Objective—To describe the kinetics of urinary recovery (UR) of 5 sugars used for gastrointestinal permeability and mucosal function testing following orogastric administration of lactose, rhamnose, xylose, methylglucose, and sucrose.

Animals—7 healthy male Beagles.

Procedure—A sugar solution containing lactulose, rhamnose, xylose, methylglucose, and sucrose was administered by orogastric intubation to healthy dogs. Urine samples were collected immediately before sugar solution administration (baseline) and at 2-hour intervals thereafter. The UR of the 5 sugars was determined from urine concentrations measured by high pressure liquid chromatography and pulsed amperometric detection. Percent urinary recovery (%UR) of the total UR up to 12 hours after sugar solution administration was calculated for each sugar at 2-hour intervals.

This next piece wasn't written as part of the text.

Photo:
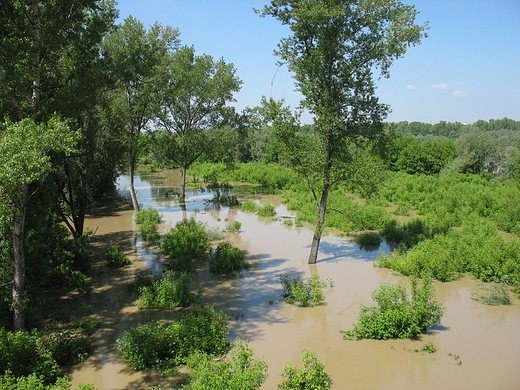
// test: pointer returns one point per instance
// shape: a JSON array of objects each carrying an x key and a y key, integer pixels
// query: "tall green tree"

Results—Mean %UR exceeded 85% for all 5 sugars at 6 hours after orogastric administration of the sugar solution and exceeded 90% after 8 hours.

Conclusion and Clinical Relevance—In healthy dogs, a urine collection period of 6 hours is sufficient for gastrointestinal permeability and mucosal function testing following orogastric administration of lactulose, rhamnose, xylose, methylglucose, and sucrose. (Am J Vet Res 2002;63:845–848)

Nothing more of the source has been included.